MATA INDONESIA, JAKARTA – Negara seharusnya memproteksi masyarakat miskin dan rentan agar tidak terjadi kesenjangan yang semakin besar. Kesenjangan tersebut menurut Teuku Riefky, Ekonom LPEM FEB UI, akan berakibat tidak hanya menurunkan produktivitas. Tetapi juga berisiko memunculkan kejahatan, kerusuhan sosial, dan bahkan pergolakan politik.
”Kita tahu harga keekonomian Pertamax itu misalnya Rp17.000. Pemerintah jual di harga Rp12.000. Artinya ada Rp5.000 yang pemerintah berikan ke pengguna Pertamax. Yang merupakan masyarakat menengah ke atas yang tidak butuh bantuan pemerintah. Nah, ini tidak terjadi secara gratis,” ujar Riefky.
Menurut Riefky, sebagai kebijakan yang populis, kebijakan subsidi BBM di Indonesia memang akan sulit hilang. Ia menambahkan jika nantinya kebijakan ini ingin ada reformasi, maka ongkos politiknya juga akan tinggi. Akan ada pihak-pihak yang akan memanfaatkan isu tersebut untuk meraih simpati masyarakat. Problematika dari adanya kebijakan populis ini pun tidak hanya terjadi di Indonesia, tetapi juga di negara lain.
”Jadi artinya kalau reform, ini sangat mudah untuk oposisi melakukan counter balance untuk memenangkan misalnya voting dari masyarakat. Ini nggak hanya terjadi di Indonesia. Bahkan di negara maju seperti di Amerika Serikat, Inggris, negara-negara berkembang di Afrika dan Latin Amerika,” katanya.

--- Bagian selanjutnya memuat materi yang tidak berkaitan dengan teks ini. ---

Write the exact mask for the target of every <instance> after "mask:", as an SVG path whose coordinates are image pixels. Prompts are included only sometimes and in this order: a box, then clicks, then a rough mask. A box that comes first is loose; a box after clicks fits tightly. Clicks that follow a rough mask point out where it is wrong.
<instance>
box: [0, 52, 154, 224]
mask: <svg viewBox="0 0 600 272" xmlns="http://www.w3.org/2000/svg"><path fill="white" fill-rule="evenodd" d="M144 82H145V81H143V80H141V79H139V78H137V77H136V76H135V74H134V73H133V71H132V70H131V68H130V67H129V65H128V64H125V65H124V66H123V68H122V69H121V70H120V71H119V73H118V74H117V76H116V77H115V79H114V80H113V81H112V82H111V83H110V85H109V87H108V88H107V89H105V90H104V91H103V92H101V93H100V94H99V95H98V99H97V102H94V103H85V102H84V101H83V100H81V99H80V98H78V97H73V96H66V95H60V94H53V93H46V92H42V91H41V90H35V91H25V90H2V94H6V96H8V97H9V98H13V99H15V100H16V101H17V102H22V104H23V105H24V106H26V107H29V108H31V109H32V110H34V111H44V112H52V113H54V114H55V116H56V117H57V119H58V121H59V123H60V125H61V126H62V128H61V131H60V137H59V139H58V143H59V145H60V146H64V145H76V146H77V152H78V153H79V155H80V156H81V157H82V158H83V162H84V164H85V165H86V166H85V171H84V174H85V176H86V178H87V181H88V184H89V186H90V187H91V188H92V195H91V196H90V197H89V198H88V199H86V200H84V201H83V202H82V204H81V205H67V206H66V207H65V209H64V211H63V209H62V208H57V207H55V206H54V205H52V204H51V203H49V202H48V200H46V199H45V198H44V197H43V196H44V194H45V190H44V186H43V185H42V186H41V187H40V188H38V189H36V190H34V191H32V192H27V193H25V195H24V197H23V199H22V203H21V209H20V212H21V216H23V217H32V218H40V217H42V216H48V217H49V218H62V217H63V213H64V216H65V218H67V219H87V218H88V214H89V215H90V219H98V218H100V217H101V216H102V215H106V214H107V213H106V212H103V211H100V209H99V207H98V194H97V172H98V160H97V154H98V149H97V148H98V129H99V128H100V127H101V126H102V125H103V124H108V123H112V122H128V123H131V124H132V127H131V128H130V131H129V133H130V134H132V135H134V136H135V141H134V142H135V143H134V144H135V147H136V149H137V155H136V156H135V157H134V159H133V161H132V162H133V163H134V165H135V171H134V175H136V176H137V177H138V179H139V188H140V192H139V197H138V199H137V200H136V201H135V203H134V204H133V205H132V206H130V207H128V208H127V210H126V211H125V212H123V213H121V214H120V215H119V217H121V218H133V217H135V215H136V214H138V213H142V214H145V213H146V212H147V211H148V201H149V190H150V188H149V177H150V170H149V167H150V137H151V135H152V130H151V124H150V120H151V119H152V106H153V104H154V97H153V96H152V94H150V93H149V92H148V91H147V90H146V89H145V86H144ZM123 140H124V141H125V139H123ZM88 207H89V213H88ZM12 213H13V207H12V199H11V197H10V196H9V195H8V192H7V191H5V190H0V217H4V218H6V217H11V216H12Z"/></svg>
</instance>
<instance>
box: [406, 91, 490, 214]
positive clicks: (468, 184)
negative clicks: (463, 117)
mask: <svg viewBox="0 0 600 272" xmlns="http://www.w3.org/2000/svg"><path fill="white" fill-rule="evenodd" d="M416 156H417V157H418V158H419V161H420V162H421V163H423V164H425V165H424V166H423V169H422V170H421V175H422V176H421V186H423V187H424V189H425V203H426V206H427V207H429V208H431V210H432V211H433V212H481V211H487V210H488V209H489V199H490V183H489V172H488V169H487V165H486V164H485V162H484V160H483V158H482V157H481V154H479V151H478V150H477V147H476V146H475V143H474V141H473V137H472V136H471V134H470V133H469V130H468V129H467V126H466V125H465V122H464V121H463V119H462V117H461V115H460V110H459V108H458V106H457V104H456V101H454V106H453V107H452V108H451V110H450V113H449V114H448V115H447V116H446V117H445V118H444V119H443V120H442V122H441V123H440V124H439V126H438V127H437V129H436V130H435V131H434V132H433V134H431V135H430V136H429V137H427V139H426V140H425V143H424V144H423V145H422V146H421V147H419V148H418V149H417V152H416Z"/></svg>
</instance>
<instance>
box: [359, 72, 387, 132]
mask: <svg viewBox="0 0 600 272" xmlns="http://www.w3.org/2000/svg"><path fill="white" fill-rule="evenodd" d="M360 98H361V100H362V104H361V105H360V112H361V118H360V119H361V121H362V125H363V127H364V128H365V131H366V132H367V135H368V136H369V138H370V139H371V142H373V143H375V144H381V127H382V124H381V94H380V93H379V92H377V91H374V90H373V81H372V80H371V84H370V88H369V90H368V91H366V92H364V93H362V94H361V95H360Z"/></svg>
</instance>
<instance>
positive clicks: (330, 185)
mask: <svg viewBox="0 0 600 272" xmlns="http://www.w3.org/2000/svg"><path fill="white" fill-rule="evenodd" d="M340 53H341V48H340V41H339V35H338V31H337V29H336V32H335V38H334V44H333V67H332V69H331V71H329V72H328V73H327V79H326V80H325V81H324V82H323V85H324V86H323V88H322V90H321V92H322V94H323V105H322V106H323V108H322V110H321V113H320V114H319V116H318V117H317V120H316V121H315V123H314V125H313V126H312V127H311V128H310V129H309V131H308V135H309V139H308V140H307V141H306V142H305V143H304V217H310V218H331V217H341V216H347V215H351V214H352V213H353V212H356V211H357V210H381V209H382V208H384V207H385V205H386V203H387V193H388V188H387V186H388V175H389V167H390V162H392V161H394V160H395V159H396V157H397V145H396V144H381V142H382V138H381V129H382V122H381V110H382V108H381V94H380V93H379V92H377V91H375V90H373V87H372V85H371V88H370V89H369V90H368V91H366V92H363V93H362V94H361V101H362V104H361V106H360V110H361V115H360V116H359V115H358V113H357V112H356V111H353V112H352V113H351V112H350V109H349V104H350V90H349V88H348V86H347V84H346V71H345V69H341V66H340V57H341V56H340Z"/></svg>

Contohnya di Amerika Serikat. Kebijakan Obama Care untuk fasilitas kesehatan. Sebetulnya kebocoran dan beban fiskalnya sangat besar. Tapi susah mencabutnya. Maka langkah efisiensinya pun ini sangat susah. ”Jadi ini adalah nature kebijakan populis yang terjadi di berbagai negara,” ujarnya.
Mengapa dulu penerapan kebijakan subsidi padahal saat ini sudah tidak tepat, Riefky menjawab bahwa latar belakangnya adalah terkait permasalahan pendataan penduduk. Alasan inilah yang menyebabkan pemerintah dulu mengeluarkan kebijakan subsidi terhadap barang atau produk.
“Dulu, kita tahu pendataan (penduduk) kita tidak sebaik sekarang. Kita mungkin belum tahu dulu siapa masyarakat yang betul-betul miskin. Siapa masyarakat rentan. Dan siapa yang masyarakat butuh subsidi,” kata Riefky.
Untuk saat ini kondisi pendataan penduduk Indonesia sudah sangat berbeda. Apalagi setelah adanya pandemi Covid-19, Data Terpadu Kesejahteraan Sosial (DTKS) sudah jauh lebih baik. Alasan inilah yang kemudian menimbulkan urgensi perlunya reformasi subsidi BBM, terlebih lagi karena angka jumlah subsidi yang juga sangat besar.
“Kita sudah lebih tahu siapa masyarakat yang memang betul-betul butuh proteksi sosial dari pemerintah. Siapa yang betul-betul miskin. Siapa yang rentan, siapa yang sebetulnya nggak butuh,” katanya.
Jika melihat angka subsidi BBM dari pemerintah maupun estimasi dari berbagai penelitian, itu menunjukkan paling tidak angka subsidi dan kompensasi ini sudah di atas 500 triliun. Apalagi dari angka yang sangat besar ini ternyata yang menikmati juga bukan masyarakat miskin dan rentan ini tujuannya ke situ.
Beberapa studi ada yang menyebutkan 50 persen ke atas bahkan yang paling ekstrem menyebut 80% yang menikmati adalah masyarakat menengah ke atas. ”Jadi kita membayar mahal bukan untuk tujuannya. Nah ini makanya semakin besar dorongan untuk melakukan reform subsidi tadi,” ujar Riefky.
Mekanisme subsidi ini lebih baik adalah yang sifatnya targetted. Jadi, bukan subsidi terhadap satu barang untuk semua kalangan bahkan yang mampu sekalipun. Anggaran subsidi BBM akan lebih baik dari sisi fiskal jika alokasinya untuk masyarakat miskin dan rentan.